The researchers found that the kinase enzymes have an impressive ability to confer resistance to many different macrolide antibiotics — the two enzymes that were studied in detail are essentially able to confer resistance to all macrolide antibiotics currently in use.

“In the end, we now know exactly how superbugs confer resistance to macrolides using these kinases,” explains Dr. Berghuis. “This allows us to make small changes to these antibiotics such that the kinases can no longer interact with these drugs, which will make the next-generation antibiotics less susceptible to resistance by superbugs.”

The next steps will be to develop these new and improved macrolide antibiotics –, which Dr. Berghuis estimates will take another two to three years — and to then test them. But this is only one element needed to combat the growing prevalence of superbugs.

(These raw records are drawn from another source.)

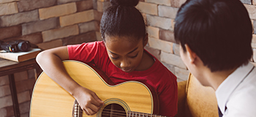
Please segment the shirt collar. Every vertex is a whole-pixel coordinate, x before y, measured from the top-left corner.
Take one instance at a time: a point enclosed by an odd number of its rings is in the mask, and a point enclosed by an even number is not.
[[[242,65],[230,74],[218,87],[215,91],[219,110],[224,113],[226,104],[232,92],[249,74],[254,66],[249,62]]]

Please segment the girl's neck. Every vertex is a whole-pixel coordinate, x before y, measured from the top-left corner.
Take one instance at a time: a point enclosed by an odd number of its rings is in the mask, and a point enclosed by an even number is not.
[[[143,55],[139,66],[135,69],[136,71],[144,71],[149,69],[153,66],[155,60],[153,56],[147,53],[146,50],[143,52]]]

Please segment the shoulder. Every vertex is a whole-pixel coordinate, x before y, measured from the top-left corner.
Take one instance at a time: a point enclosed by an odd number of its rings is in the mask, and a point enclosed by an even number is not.
[[[242,116],[254,116],[256,115],[256,78],[252,79],[254,80],[252,80],[251,79],[250,83],[239,86],[230,96],[227,103],[228,115],[234,113],[243,114]]]

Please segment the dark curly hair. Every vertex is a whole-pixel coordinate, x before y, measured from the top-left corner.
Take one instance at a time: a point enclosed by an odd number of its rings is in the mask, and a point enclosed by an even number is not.
[[[112,6],[103,13],[100,31],[105,35],[132,37],[138,39],[146,34],[146,26],[140,12],[135,7],[139,0],[110,0]]]

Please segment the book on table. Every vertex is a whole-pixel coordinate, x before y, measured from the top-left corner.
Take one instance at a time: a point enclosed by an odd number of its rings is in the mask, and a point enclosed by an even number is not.
[[[31,48],[28,51],[18,53],[7,53],[2,50],[0,50],[0,58],[20,62],[36,58],[40,51],[39,48]]]

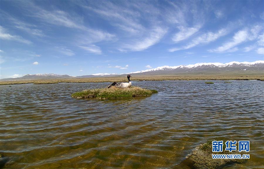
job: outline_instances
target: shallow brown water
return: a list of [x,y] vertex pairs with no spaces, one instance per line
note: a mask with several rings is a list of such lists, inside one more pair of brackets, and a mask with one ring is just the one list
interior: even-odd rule
[[150,97],[78,99],[109,83],[0,86],[0,153],[6,168],[173,168],[208,139],[248,140],[250,159],[226,168],[264,168],[264,82],[143,81]]

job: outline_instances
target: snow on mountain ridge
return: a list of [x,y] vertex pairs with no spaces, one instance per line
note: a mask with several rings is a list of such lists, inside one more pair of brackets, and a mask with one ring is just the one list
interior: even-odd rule
[[142,70],[141,71],[137,71],[136,72],[130,72],[130,73],[122,73],[121,74],[122,75],[123,74],[129,74],[133,73],[143,73],[144,72],[151,72],[152,71],[155,71],[157,70],[164,70],[165,69],[177,69],[177,68],[183,68],[184,67],[186,67],[189,68],[194,68],[198,67],[199,66],[209,66],[212,65],[218,67],[225,67],[229,66],[231,66],[233,65],[234,64],[239,65],[240,64],[243,64],[246,65],[247,66],[250,66],[250,65],[253,65],[258,63],[264,63],[264,60],[257,60],[255,62],[238,62],[233,61],[226,63],[223,64],[221,63],[219,63],[219,62],[215,62],[214,63],[198,63],[192,65],[179,65],[179,66],[160,66],[156,68],[151,69],[147,69],[146,70]]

“Antibiotic resistance is a multi-faceted problem, and our research is one aspect that should be placed in the context of other components, such as curtailing the over-use of antibiotics,” notes Dr. Berghuis. “Only when a comprehensive multi-pronged strategy is used can we hope to successfully address this global health threat.”

According to a U.K. report released in May and chaired by economist Jim O’Neill, antibiotic resistant bacteria could kill ten million people a year by 2050 if left unchecked, that’s roughly one every three seconds. The report also says if antibiotics continue to lose their sting, resistant infections will sap $100 trillion from the world economy over the next 33 years. Last year a 70-year old woman from Nevada died because she contracted an infection of a strain of Klebsiella pneumoniae that was resistant to 26 different antibiotics.

This research was funded by the Canadian Institutes of Health Research (CIHR) with assistance from the Canadian Macromolecular Crystallography Facility at the Canadian Light Source in Saskatoon.